En lo que va del gobierno, se han registrado cerca de 55 cambios ministeriales y más de 127 rotaciones en viceministerios y altos cargos del Ejecutivo, lo que constituye un récord de inestabilidad institucional. Solo entre enero y julio de 2025 salieron ministros clave, incluidos los titulares de Cultura, Ambiente, Interior, Defensa, Justicia, Salud y Relaciones Exteriores, además de múltiples relevos en entidades estratégicas como el ICBF, el DPS y la DIAN [La Silla Vacía, mayo de 2025]. Como si fuera poco, el presidente ha anunciado nuevamente cambios radicales en su gabinete.
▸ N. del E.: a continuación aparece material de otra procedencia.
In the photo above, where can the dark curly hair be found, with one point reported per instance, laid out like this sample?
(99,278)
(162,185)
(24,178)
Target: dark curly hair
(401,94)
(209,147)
Estos constantes desaciertos son justificados bajo el discurso del “gobierno del cambio”, cuando en realidad lo que revelan es improvisación, desconfianza interna y una preocupante incapacidad para consolidar una administración eficaz.
La consecuencia directa de esta inestabilidad es el estancamiento de las políticas públicas. El Plan Nacional de Desarrollo 2022–2026 presenta un retraso superior al 60 % en sus metas estratégicas, según el informe del DNP de junio de 2025. Reformas estructurales como las de salud, educación o transición energética permanecen sin avances sustantivos, en medio de pugnas internas, descoordinación técnica y desconexión con el Congreso y los entes territoriales.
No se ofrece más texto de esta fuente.